Ans: No. The correct H.C.F. is 1.
Q2. Three boys step off together from the same spot. Their steps measure 63 cm, 70 cm and 77 cm respectively. What is the minimum distance each should cover so that all can cover the distance in complete steps?
Ans: Step measure by first boy = 63 cm
Step measure by second boy = 70 cm
Step measure by third boy = 77 cm
LCM = 2 × 3 × 3 × 5 × 7 × 11 = 6930
The minimum distance each should cover so that all can cover the distance in complete steps is 6930 cm.

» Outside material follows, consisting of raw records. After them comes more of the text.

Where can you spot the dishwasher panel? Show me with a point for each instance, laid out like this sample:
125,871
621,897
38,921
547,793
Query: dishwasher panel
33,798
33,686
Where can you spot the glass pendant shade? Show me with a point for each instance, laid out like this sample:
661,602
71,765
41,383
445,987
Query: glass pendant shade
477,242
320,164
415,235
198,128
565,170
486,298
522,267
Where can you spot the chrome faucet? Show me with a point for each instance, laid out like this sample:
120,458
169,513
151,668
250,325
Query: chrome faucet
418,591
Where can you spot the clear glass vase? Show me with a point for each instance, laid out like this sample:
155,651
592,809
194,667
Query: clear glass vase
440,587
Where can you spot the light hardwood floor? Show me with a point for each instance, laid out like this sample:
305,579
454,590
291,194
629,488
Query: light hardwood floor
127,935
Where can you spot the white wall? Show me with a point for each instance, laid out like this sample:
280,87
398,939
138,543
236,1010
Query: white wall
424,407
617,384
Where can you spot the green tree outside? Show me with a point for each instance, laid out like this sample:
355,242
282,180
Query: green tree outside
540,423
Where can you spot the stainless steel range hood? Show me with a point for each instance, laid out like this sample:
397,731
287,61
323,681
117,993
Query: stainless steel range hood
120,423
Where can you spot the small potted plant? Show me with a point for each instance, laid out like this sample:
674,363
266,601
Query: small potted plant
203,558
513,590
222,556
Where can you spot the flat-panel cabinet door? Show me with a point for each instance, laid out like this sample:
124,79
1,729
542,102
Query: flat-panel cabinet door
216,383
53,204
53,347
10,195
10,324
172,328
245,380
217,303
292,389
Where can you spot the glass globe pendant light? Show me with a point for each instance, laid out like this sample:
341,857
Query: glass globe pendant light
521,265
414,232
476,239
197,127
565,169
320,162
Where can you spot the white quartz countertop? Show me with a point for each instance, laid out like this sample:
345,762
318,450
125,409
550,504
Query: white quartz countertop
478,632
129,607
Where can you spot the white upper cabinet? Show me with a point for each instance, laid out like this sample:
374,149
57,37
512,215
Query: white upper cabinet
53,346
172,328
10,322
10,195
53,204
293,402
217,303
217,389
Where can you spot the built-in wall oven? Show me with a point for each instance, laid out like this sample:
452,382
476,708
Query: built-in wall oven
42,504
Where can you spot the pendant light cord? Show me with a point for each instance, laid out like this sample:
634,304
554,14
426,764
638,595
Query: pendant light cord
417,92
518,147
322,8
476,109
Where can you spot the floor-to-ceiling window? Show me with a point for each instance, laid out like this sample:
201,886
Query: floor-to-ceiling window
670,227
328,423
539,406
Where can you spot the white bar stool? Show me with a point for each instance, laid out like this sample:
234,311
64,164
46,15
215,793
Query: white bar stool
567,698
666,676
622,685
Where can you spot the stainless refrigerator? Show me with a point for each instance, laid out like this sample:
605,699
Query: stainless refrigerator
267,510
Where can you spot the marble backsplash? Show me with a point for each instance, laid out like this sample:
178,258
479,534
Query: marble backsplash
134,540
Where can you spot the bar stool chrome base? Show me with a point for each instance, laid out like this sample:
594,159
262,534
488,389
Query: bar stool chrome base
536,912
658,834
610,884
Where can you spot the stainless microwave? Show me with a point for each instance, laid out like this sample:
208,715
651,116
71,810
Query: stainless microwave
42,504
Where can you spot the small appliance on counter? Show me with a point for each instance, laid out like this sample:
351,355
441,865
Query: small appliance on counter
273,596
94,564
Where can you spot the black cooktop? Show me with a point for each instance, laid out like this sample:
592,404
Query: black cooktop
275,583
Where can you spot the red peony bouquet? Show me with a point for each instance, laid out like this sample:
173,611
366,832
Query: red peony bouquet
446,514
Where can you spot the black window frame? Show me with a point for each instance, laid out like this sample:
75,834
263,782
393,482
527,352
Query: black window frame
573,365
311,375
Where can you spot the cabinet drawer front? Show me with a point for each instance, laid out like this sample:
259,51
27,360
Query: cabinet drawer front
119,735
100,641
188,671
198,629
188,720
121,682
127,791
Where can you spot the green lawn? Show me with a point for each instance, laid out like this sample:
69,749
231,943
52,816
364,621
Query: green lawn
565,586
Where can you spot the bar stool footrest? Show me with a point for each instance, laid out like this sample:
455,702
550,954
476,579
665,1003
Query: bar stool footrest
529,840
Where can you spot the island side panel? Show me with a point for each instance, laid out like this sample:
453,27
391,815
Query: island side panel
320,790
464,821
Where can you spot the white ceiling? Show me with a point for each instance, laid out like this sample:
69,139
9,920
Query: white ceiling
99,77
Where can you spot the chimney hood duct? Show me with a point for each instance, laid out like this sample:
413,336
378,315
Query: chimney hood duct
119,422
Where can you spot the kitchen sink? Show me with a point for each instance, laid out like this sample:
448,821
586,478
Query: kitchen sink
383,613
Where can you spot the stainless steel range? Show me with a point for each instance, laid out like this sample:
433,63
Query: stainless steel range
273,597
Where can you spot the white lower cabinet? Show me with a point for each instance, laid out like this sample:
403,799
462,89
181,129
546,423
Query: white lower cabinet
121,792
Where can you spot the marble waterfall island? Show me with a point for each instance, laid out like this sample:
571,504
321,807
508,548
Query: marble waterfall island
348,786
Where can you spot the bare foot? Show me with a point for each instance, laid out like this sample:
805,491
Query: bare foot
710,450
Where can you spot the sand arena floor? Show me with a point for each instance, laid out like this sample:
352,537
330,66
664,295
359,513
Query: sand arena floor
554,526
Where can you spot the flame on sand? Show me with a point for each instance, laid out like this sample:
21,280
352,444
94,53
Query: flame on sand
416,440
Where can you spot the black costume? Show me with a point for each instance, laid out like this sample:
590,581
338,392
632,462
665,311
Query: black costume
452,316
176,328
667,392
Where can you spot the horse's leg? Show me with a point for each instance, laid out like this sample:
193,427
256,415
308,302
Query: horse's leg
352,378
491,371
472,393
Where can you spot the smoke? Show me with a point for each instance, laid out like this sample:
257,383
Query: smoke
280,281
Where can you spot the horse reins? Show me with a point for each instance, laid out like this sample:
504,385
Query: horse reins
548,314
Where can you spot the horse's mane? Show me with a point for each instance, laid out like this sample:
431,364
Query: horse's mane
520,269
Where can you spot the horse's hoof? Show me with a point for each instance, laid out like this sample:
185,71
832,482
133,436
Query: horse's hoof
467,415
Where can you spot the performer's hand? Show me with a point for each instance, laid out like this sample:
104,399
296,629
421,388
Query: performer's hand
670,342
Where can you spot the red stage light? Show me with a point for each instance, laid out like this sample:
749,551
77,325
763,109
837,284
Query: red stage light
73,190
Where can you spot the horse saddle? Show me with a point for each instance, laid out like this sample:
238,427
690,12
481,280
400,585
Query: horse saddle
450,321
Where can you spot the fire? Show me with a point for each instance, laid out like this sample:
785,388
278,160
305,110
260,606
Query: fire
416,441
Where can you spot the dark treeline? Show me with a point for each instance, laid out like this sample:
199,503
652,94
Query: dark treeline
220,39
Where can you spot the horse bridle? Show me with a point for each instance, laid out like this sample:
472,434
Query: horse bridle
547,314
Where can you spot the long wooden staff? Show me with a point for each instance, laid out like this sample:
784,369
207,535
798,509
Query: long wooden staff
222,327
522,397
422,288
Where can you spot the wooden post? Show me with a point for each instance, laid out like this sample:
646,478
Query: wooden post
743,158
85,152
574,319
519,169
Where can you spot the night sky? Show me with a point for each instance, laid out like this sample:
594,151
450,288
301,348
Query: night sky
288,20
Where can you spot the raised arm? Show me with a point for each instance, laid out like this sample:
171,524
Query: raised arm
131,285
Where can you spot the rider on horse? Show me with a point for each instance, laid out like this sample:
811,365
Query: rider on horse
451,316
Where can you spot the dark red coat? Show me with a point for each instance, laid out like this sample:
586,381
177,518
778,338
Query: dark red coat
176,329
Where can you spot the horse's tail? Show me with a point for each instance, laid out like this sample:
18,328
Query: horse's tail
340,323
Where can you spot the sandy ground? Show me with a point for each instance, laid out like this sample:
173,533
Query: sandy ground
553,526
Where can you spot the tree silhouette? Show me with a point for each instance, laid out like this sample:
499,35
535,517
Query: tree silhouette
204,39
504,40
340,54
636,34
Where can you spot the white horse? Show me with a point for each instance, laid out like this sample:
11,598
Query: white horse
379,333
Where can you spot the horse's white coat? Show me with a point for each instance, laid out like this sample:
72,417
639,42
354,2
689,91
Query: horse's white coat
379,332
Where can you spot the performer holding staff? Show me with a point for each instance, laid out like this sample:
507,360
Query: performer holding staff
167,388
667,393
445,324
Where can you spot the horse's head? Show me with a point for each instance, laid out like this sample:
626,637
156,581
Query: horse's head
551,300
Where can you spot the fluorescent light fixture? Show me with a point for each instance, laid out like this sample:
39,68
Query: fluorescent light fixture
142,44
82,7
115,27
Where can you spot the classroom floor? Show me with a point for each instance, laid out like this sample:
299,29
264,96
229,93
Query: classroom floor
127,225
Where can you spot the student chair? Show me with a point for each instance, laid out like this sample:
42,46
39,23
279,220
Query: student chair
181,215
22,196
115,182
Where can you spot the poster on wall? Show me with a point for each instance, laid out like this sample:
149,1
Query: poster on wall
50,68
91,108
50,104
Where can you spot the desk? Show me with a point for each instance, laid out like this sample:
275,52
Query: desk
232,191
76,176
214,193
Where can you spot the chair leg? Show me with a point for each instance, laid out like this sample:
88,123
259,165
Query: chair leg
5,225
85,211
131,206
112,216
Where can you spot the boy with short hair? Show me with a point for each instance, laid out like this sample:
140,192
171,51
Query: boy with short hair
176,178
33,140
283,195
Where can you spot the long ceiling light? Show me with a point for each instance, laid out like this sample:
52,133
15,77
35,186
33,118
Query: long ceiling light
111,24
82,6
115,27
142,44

Q3. The length, breadth and height of a room are 825 cm, 675 cm and 450 cm respectively. Find the longest tape which can measure the three dimensions of the room exactly.
Ans: The measurement of longest tape = H.C.F. of 825 cm, 675 cm and 450 cm.
Factors of 825 = 3 x 5 x 5 x 11
Factors of 675 = 3 x 5 x 5 x 3 x 3
Factors of 450 = 2 x 3 x 3 x 5 x 5
H.C.F. = 3 x 5 x 5 = 75 cm
Therefore, the longest tape is 75 cm.
Q4. Determine the smallest 3digit number which is exactly divisible by 6, 8 and 12.
Ans:
LCM of 6,8,12 = 2 × 2 × 2 × 3 × = 24
Hence, the smallest 3digit number which meets the requirements must be a multiple of 24.
The smallest 3 – digit multiple of 24 is 24× 5 = 120.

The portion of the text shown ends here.